Sensors can delay the sending of the observation to save energy by buffering. They can also fuse observations together in the temporal and spatial domain.
Objective: implement a sensor fusion and buffering algorithm which implements optimizes the value of transmitted observations for a fixed energy budget.
Implement it using the YAES simulator and perform comparative studies.
|Salman Saeed Khan and Omar Oreifej
Patch-based mobile sink movement
A sensor network is divided into patches. The patches contain sensors which collect their information, but do not forward them. Several mobile sinks are moving around the field, visiting patches and collecting information. We assume that we have a way to determine how much information was generated in a given patch.
Develop and compare several methods to intelligently visit the patches.

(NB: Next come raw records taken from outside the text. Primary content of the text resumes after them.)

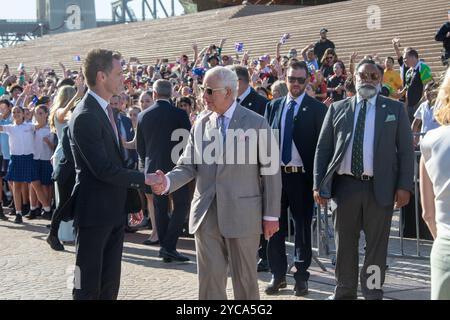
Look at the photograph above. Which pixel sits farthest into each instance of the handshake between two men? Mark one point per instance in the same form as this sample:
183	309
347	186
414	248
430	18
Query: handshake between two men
159	184
157	181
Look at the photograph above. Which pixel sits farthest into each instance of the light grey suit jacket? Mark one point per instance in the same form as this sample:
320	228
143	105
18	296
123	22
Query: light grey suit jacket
393	148
243	194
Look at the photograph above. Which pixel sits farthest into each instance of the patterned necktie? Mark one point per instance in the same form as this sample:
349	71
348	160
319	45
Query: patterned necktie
358	143
287	135
112	122
221	125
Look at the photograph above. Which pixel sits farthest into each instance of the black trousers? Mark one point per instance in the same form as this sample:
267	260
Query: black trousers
170	228
262	250
98	262
64	192
296	195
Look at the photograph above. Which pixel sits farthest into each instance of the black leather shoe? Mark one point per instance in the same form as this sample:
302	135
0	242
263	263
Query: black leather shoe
301	288
25	209
33	214
263	265
18	219
129	229
333	297
149	242
46	215
275	285
172	255
54	243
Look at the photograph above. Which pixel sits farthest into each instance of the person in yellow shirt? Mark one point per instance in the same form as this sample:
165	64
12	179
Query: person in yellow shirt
391	78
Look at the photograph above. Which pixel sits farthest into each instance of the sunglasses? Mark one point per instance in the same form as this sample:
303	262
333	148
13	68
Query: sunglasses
209	91
364	76
300	80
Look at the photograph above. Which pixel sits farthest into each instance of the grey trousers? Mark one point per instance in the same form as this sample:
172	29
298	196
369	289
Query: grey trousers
355	209
215	254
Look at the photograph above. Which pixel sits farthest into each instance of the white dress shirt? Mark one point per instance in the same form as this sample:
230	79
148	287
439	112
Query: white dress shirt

|Ramya Kavuri and Kudeja Khan
Mobile sinks on the roads
Assume that there is a sensor network which is traversed by a set of roads, which can be represented by a "road graph", with edges and undirected, straight edges. The mobile sink(s) travel with a constant speed on the edges. The sink can not turn back while on the edges, but when reaching a vertex, it can continue to move on any of the edges, including going back on the one where it came from. Assume that the nodes collect information while moving about the neighboring sensor nodes which are closer than transmission distance d. Assume that the sink knows about the information available to be picked up at every node.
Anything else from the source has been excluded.